From the look of the schedules I have found it looks like I have the kids for roughly 6 hours. I'm not sure but I think that's illegal. If memory serves me I think they are to have 7 hours of instruction. We'll see how this bus schedule works out. This is a small school system and they have to make do with what they have. I'm not going to rock the boat about the buses.

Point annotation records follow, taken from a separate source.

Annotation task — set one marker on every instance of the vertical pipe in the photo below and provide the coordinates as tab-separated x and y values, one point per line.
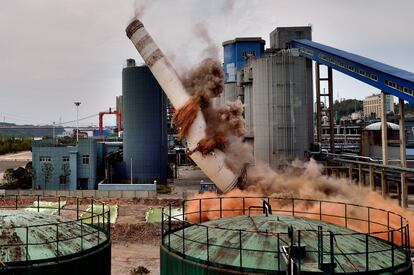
332	247
169	227
403	156
384	128
240	249
366	253
346	215
77	208
131	171
331	117
371	178
360	175
57	240
199	210
81	234
59	205
27	243
208	249
383	183
318	104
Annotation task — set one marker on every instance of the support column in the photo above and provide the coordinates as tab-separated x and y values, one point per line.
384	189
384	143
318	104
371	178
403	157
330	115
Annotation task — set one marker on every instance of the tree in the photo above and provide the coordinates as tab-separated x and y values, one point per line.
47	169
19	178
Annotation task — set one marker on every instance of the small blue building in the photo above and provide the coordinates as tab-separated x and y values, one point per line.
236	52
69	167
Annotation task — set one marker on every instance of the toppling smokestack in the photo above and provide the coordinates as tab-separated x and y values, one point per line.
213	164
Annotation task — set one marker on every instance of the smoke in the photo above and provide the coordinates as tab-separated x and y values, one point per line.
141	7
225	125
211	50
228	6
225	131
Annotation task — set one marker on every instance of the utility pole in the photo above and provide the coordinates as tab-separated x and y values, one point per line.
77	103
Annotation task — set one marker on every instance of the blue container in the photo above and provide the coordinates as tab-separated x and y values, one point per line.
145	126
236	52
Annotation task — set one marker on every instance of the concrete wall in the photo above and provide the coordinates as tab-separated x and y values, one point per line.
282	108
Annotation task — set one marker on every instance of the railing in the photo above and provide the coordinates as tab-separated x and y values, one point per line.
87	232
372	224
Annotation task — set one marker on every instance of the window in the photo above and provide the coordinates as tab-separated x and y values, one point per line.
45	159
85	159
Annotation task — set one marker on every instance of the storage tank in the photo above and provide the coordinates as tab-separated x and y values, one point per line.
246	235
37	243
282	106
145	125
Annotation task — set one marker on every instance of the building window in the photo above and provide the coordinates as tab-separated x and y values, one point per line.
85	159
45	159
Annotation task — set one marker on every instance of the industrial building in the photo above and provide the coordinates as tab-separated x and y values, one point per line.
276	87
145	125
95	163
372	105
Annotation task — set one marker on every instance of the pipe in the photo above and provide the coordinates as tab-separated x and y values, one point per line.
213	164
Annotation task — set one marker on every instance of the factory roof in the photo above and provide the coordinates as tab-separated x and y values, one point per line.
244	39
377	126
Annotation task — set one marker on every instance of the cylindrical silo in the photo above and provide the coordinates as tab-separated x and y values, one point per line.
145	125
282	108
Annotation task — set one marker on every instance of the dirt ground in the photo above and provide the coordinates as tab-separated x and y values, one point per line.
135	242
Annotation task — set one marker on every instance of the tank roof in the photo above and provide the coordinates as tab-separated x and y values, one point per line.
30	236
255	241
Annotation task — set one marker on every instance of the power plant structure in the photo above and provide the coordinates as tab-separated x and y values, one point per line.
145	148
270	235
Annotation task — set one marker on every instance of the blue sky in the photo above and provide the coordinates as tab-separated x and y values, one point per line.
55	52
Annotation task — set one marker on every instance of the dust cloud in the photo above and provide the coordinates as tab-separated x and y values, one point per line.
225	131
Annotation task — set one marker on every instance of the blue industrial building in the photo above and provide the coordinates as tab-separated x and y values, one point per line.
140	158
386	78
236	52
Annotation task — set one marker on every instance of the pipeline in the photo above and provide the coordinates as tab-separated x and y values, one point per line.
212	164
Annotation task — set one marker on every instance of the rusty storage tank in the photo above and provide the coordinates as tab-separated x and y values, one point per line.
283	236
32	242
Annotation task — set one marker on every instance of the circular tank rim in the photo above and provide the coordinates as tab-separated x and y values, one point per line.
225	269
74	227
402	250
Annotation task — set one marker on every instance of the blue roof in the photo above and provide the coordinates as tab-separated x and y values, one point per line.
396	72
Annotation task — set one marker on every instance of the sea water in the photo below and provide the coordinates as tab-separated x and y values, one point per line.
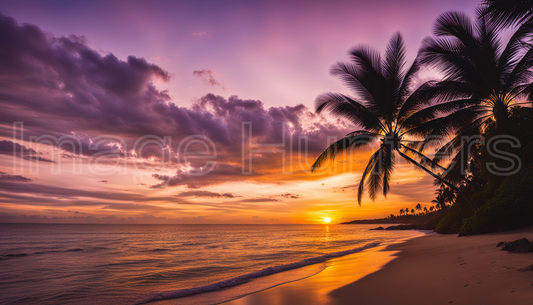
135	264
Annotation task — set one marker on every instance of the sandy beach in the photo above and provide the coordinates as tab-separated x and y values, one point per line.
433	269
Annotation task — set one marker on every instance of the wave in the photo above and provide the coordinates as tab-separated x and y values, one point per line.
163	295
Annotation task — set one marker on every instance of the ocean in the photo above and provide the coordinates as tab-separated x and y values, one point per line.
137	264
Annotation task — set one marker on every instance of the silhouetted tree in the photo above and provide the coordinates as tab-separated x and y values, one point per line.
385	109
508	12
482	79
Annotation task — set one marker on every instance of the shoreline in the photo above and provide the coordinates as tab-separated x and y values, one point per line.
316	289
431	269
333	270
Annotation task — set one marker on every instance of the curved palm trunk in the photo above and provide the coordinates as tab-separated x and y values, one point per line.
458	191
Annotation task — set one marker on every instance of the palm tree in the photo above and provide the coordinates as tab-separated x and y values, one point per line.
482	81
383	110
508	12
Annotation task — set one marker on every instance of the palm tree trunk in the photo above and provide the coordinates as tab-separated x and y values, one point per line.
436	177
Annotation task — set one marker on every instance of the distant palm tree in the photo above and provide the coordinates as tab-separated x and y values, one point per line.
440	201
482	80
508	12
384	109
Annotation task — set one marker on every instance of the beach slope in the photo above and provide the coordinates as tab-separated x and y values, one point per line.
433	269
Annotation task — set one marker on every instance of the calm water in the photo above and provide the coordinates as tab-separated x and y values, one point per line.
129	264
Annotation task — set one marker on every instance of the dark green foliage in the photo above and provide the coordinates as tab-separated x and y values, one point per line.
503	203
510	208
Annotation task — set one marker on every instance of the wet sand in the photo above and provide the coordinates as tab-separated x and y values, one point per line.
433	269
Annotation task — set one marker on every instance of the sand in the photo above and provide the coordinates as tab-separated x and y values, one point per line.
433	269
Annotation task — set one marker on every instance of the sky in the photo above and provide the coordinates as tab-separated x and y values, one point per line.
189	111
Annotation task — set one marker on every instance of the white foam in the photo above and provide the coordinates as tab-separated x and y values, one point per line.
162	295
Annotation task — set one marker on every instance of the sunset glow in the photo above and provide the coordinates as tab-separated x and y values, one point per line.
176	119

I'm behind the 8 ball again. I feel kind of hemmed in and claustrophobic. I keep hearing how the previous teacher did this and the previous teacher did that. But all the while I'm looking around the room and I'm not seeing much of anything in the way of materials. It makes me wonder what he spent his money on. The kids were clearly not challenged and they were bored. As soon as I have some money to spend I'm going to buy a few things for this room because all of the special education money allotted to me is probably going to go on Samantha's prone stander. A few materials and I will rock their world. But I tell you I wanted so badly to tell these people what I was feeling but I bit my tongue. It's on the first day. I need to let it go for now. I don't feel like going to a meeting tonight. I ache all over from taking Samantha in and out of her wheel chair. She is not a sack of potatoes. But I guess in lieu of all the stinking thinking I've been having I need the meetings. So, I'm about to head out of here.